This book, written back in the early 50's, is the tale of HMS Unbroken under Alastair Mars, her captain for a tour in the Med during 1942, the "hinge of fate" in the second world war. It starts out with his travel to Gibraltar, landing Commandoes into Vichy France, and then proceeding to the Malta station during the height of the Siege.
From there, HMS Unbroken goes out on a number of patrols - shelling a railway line or two to disrupt the flow of supplies to Rommel in the Western Desert, sinking a merchantman or two, and damaging couple of Italian heavy cruisers so badly they took no further part in the war.
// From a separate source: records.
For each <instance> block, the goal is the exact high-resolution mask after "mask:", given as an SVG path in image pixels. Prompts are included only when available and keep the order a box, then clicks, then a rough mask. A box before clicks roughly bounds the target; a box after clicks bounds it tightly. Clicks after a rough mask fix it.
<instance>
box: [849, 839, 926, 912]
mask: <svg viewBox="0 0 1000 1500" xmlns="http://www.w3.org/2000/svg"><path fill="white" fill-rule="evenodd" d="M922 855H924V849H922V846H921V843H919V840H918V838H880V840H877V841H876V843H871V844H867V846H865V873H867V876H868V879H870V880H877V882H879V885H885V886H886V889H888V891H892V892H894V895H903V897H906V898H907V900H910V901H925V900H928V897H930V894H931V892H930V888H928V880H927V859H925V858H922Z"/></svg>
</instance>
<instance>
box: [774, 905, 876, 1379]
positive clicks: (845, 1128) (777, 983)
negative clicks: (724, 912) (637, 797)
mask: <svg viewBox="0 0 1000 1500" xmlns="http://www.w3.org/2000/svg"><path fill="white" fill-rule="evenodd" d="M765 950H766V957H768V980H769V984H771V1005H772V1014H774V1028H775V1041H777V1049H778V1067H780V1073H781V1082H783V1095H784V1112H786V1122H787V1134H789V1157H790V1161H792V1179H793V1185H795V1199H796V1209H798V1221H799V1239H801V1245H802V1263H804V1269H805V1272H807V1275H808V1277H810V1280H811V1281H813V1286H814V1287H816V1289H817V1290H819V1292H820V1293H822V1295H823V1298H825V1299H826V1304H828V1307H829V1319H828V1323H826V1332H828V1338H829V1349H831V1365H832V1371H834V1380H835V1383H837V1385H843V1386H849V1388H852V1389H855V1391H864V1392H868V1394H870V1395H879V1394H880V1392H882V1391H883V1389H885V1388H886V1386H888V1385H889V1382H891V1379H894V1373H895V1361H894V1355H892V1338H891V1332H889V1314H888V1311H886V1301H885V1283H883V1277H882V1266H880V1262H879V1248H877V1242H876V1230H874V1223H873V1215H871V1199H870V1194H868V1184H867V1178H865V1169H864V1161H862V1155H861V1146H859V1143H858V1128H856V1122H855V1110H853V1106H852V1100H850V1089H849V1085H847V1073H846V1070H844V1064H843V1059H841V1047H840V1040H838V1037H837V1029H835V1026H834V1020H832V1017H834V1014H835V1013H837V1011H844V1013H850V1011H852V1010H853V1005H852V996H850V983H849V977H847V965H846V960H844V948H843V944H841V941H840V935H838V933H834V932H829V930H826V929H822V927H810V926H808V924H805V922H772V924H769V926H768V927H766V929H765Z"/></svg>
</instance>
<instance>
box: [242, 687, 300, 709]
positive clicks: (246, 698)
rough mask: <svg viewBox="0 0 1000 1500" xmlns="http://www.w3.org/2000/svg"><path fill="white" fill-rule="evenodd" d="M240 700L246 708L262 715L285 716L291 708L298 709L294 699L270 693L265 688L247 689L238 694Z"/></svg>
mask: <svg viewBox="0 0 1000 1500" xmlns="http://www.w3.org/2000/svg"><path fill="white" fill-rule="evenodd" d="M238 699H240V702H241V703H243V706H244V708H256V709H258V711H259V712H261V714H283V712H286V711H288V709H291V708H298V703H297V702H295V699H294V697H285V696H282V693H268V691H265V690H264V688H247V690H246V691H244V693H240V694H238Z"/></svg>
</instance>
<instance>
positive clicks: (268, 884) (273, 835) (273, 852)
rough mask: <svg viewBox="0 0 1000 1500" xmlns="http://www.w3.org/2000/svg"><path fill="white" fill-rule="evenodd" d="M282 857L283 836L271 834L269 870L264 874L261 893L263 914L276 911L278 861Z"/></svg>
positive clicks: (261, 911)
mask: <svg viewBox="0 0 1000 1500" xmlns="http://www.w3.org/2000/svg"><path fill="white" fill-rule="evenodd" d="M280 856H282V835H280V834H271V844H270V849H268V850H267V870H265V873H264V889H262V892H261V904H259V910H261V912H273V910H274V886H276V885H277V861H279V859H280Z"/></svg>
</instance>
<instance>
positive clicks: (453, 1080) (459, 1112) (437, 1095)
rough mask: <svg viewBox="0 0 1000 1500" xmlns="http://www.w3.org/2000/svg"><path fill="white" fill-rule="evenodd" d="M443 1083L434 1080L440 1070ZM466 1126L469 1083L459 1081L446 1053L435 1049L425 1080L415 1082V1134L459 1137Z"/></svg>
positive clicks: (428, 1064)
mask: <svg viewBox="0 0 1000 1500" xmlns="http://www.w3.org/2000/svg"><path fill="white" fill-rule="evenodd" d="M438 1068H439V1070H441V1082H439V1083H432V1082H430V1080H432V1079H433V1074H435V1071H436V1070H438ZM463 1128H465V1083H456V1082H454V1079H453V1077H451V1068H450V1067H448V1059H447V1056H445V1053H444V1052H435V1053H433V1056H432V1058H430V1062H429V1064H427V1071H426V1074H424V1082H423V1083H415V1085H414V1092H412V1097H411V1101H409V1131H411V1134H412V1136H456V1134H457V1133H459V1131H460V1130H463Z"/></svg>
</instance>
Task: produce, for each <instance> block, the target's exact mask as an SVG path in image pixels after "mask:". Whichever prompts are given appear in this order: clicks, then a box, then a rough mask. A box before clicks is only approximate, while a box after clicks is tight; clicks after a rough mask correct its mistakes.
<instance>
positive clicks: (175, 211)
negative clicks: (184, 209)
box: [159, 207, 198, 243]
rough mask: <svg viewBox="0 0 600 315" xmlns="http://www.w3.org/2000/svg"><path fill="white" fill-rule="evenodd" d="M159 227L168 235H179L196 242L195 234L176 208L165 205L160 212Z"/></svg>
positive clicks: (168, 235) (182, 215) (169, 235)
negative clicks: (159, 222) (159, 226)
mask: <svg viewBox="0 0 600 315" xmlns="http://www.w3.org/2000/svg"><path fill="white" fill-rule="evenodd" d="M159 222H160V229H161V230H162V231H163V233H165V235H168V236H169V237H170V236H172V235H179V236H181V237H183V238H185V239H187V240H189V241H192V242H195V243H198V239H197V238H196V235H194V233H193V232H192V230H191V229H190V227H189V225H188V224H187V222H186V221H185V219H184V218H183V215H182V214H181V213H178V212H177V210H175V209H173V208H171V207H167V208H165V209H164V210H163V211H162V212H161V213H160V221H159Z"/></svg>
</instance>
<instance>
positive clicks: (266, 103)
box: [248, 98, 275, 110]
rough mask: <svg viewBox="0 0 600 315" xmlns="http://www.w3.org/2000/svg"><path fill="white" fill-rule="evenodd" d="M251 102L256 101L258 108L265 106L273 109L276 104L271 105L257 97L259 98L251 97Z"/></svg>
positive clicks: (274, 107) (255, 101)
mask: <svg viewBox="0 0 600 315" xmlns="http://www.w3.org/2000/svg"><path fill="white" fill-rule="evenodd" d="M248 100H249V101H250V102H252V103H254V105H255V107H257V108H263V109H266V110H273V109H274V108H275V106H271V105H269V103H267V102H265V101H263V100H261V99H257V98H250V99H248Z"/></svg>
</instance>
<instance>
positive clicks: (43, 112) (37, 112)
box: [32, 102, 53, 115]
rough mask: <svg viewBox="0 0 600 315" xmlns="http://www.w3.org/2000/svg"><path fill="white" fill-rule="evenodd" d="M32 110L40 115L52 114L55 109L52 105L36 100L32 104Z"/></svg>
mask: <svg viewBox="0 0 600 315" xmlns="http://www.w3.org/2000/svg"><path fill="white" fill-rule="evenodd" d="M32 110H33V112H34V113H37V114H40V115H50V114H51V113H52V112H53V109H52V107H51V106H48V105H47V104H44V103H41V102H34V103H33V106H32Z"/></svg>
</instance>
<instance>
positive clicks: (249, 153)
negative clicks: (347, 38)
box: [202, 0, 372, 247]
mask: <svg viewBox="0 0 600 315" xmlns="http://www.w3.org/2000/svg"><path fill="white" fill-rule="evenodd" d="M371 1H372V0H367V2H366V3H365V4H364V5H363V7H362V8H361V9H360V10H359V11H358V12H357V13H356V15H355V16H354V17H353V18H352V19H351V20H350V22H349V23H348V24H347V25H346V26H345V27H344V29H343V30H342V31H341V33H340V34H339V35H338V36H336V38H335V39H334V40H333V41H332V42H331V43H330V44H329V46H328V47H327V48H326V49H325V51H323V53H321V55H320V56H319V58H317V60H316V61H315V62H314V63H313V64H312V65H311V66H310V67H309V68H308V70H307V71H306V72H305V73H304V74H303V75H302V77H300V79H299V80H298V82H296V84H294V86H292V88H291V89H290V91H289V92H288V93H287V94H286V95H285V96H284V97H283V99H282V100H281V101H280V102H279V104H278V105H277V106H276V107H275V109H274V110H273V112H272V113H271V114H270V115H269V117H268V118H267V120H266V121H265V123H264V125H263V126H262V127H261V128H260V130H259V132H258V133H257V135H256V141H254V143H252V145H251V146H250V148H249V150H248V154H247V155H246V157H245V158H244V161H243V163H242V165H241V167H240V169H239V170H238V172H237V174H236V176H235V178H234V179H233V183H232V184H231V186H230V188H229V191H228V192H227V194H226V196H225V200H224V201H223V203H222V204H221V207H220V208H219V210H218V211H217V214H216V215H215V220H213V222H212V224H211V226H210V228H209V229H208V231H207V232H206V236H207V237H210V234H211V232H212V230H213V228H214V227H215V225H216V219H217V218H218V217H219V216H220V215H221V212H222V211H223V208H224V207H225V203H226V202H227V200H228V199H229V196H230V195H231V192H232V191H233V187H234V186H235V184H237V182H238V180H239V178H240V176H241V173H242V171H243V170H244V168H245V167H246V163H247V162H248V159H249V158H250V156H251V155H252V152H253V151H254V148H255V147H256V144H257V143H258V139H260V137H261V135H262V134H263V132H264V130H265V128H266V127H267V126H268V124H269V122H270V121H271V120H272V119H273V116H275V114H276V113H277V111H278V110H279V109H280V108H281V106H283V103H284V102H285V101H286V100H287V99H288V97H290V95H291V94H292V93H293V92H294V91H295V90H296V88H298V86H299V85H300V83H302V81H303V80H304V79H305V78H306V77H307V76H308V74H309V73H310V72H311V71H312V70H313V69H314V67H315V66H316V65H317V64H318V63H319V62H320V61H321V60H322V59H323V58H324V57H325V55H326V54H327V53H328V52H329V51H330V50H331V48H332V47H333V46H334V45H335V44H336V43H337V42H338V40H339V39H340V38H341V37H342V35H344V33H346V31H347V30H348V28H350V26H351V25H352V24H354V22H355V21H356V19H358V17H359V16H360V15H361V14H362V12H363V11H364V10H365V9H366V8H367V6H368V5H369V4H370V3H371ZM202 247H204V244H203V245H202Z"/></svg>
There are also another few occasions where Unbroken is dropping special forces ashore: and the heartbreak of a failed insertion is all too real when things go wrong.
Unbroken is a little 600-ton submarine with a crew of 30-odd men, originally built as a training boat: tiny and fragile by today's standards, and small even by the standards of the 1940's. It is with dark humour we learn that after a heavy depth charging from which she was lucky to survive it is quipped that her name should be changed to "badly bent" or words to that effect.
All up, this is a compelling little read, which takes you under the sea on a series of WWII patrols in a close little boat. You feel every rivet popping, every leak, and the wait for a torpedo to hit its far-off target. There is little of the big picture here, but as a personal memoir of submarine warfare this is one of the best.